From the sunny wilderness depicted in Fynbos to the aerial mountainscape in Hot Waters, Biggs is clearly taking the natural world as her subject – a marked interest that runs through most of the artist’s past practice. In this show, her portrayal of nature is one which wavers between insentient toughness and a promise of enchantment. Waiting for Rain, for instance, channels the magical phosphorescence of Peter Doig’s landscapes in glazes of underwater turquoise and indigo blue; this sits alongside feelings of total expiration in the form of a big, eery skull in The distance of the moon (spring tide).
I would like to relate her lean on natural imagery to some romantic impulse – her larger, more abstract works make a possible case for this. Sunshower, for instance, suggests something like a reduction of Turner’s later, more vibrant and atmospheric landscapes. However her colouration seems to sap these pictures of that kind of intent. Take, for instance, the work of Penny Siopis, who, by means of her pinks, peaches and reds, charges the pronounced materiality of her pictures with real bodily presence. Biggs’s colouration, on the other hand, plays a far more subversive role. For the most part, her colours seem to signify sickness or pollution; they inform us that, regrettably, this is no feel-good story she is imparting here. Even when uses magical associations and illustrations to depict nature as something captivating and mysterious, such as in Waiting for rain or All at one point, these scenes seem always to occur by more uncommon conditions, like at subterranean levels or by the light of luminous creatures at night.
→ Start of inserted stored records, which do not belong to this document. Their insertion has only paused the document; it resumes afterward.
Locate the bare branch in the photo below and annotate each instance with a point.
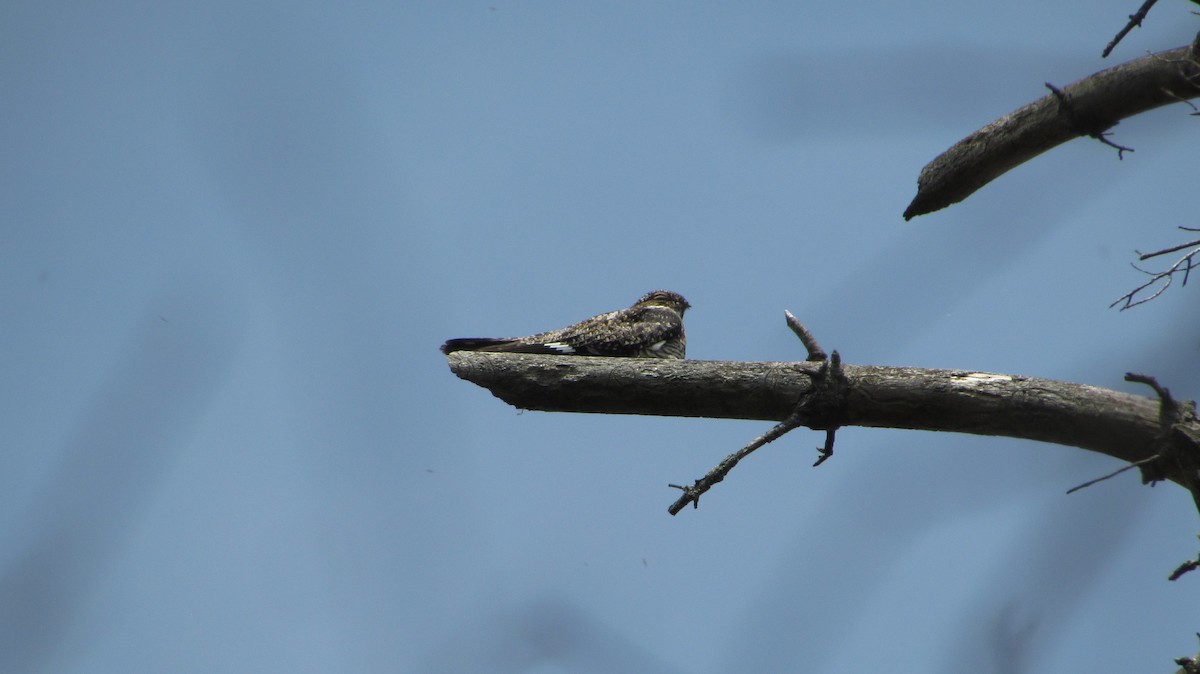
(1096, 103)
(1111, 422)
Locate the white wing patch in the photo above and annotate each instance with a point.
(559, 347)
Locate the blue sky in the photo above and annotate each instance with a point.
(233, 238)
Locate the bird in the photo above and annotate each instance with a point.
(651, 329)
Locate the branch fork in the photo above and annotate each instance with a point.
(821, 408)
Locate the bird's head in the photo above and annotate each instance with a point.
(664, 299)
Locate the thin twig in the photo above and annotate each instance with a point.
(810, 343)
(1183, 265)
(691, 494)
(1134, 22)
(1114, 474)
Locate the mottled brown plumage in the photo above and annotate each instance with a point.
(652, 328)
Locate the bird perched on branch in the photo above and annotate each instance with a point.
(651, 329)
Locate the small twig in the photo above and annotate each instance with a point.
(1164, 278)
(822, 408)
(691, 494)
(1092, 126)
(1164, 251)
(1114, 474)
(1186, 567)
(815, 351)
(1134, 22)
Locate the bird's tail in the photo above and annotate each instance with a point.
(474, 344)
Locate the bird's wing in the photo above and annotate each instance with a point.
(615, 334)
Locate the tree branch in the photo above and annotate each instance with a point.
(1120, 425)
(1089, 107)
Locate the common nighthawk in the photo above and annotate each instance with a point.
(651, 329)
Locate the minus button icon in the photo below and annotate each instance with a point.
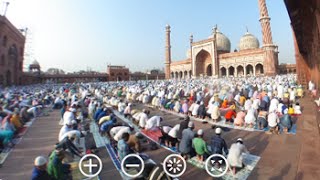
(132, 165)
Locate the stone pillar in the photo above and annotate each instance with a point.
(167, 53)
(245, 70)
(270, 60)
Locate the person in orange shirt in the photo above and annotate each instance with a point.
(242, 100)
(225, 104)
(230, 115)
(15, 120)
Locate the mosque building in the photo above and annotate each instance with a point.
(213, 56)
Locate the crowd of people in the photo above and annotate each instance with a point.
(257, 102)
(68, 148)
(18, 107)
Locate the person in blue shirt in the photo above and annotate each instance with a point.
(99, 110)
(102, 114)
(123, 147)
(286, 123)
(106, 126)
(39, 171)
(218, 144)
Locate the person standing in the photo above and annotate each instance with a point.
(185, 146)
(218, 144)
(39, 171)
(123, 147)
(235, 158)
(200, 146)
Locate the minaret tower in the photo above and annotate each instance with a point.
(168, 53)
(271, 55)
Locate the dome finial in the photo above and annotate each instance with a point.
(215, 29)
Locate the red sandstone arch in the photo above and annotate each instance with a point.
(231, 71)
(203, 59)
(223, 71)
(249, 69)
(240, 71)
(8, 78)
(259, 69)
(209, 70)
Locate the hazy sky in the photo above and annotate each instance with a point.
(77, 34)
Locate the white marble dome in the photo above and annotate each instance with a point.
(188, 53)
(223, 42)
(248, 41)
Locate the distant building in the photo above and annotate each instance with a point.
(287, 69)
(11, 53)
(213, 56)
(118, 73)
(150, 75)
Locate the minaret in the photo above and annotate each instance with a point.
(215, 65)
(271, 55)
(168, 53)
(191, 41)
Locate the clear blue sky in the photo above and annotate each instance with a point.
(76, 34)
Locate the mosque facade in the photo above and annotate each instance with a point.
(11, 53)
(213, 56)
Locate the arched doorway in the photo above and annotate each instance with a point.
(185, 74)
(231, 71)
(249, 69)
(240, 71)
(223, 71)
(259, 69)
(8, 78)
(209, 70)
(203, 59)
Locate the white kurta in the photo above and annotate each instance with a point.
(153, 122)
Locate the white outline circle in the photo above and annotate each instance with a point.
(90, 175)
(129, 175)
(208, 161)
(165, 168)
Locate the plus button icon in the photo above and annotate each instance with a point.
(90, 165)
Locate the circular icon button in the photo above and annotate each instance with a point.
(174, 165)
(132, 165)
(90, 165)
(217, 165)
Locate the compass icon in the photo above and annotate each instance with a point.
(174, 165)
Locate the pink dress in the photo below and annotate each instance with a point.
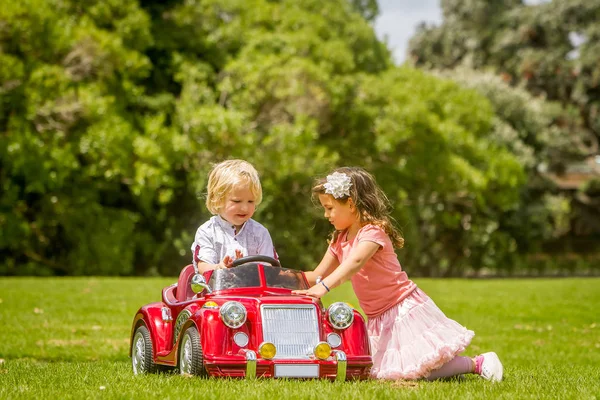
(409, 335)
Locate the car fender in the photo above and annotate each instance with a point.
(355, 337)
(161, 331)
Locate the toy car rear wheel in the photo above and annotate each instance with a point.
(190, 354)
(142, 354)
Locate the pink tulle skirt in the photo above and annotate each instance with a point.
(413, 338)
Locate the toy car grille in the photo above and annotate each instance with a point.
(293, 329)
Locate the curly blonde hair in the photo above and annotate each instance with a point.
(227, 175)
(371, 202)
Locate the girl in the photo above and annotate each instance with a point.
(410, 336)
(234, 191)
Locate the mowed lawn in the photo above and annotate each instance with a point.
(69, 338)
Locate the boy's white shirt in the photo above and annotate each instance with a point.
(216, 238)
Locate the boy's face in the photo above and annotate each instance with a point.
(239, 206)
(339, 214)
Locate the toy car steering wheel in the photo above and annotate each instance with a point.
(247, 259)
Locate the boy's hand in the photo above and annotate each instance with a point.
(228, 260)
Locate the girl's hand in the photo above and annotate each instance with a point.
(316, 291)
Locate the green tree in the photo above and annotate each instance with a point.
(550, 50)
Biggs’s curiosity with her material is evident, for which almost every picture is an insistent witness. Returning again to Siopis, Biggs’s experimentation with her materials in the service of picture-making are not unlike what we see in Siopis’s more recent glue and ink works. The expressed handling at the surface and a harnessing of the material’s ‘nature’ become as significant a contribution to the work as the pictorial aspects. Both artists hold their materials and alchemic processes in focused view. And Biggs’s sensationalist tip ruptures the paintings’ ‘fourth wall’, so to speak, so that one finds oneself, firstly and finally, seduced by these secrets at the surface.
Both painters use this presence of the material as a device for abstraction. They operate on a threshold between abstract and figurative work by using the precarity of paint (or ink, or glue) as a dial that reaches from some untouched ‘chaos’, as Biggs calls it, to being meticulously controlled. In The smell of thunder, she lets runny paint dry as ‘runny paint’ – a memorial to its former wetness – and then refigures one of the central drips into a tear that totally conquers its figure’s patient face.
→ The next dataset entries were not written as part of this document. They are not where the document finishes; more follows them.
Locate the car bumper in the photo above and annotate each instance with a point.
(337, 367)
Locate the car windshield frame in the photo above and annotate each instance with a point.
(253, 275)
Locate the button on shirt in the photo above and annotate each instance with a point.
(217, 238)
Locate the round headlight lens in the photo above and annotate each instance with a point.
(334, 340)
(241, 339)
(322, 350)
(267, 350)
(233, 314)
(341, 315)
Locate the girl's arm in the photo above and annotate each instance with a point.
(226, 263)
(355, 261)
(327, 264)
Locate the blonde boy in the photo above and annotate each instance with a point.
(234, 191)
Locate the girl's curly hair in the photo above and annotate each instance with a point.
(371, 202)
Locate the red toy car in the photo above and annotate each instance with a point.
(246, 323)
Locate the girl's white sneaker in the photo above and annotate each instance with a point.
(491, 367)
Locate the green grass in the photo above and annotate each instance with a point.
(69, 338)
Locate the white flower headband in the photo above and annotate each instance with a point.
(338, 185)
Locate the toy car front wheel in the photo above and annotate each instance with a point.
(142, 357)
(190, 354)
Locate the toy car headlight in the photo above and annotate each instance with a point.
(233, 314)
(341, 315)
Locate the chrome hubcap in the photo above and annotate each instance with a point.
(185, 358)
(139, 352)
This manner of abstraction is clearly in support of the show’s narrative. It is notable that the title of the show, ‘Waiting for Rain’, which forms its narrative basis too, is no doubt in response to the on-going drought in Cape Town, and hints at a form of pathetic fallacy that uses this condition in nature to reflect a more human drama. Her approaching-romantic language is established just to be severed at its most definitive moments: the sublimity of the natural world is tempered by its own ugliness and weakness; transcendence into these paintings’ realm is prohibited, while we’re so often at their surface; the practice of idealism is not confirmed, but left in limbo while the wanting, wishing manner of the figures remains only as such, unsated.
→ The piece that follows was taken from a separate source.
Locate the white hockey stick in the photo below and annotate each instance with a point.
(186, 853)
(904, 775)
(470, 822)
‘Waiting for Rain’ shares its sample of delight, but I missed feeling like I’d rubbed up against another’s human spirit. I got the sense that Biggs would often lean on painterly tropes and trickery – no doubt a result of sharpened practice – but to me this suggests a kind of guardedness or timidity on the part of the artist. Through the means of such well-digested visual language or at times unsubstantiated, albeit seductive, ornamental use of her medium, the show falls short in articulating the real challenge or the friction which its story seems to approach.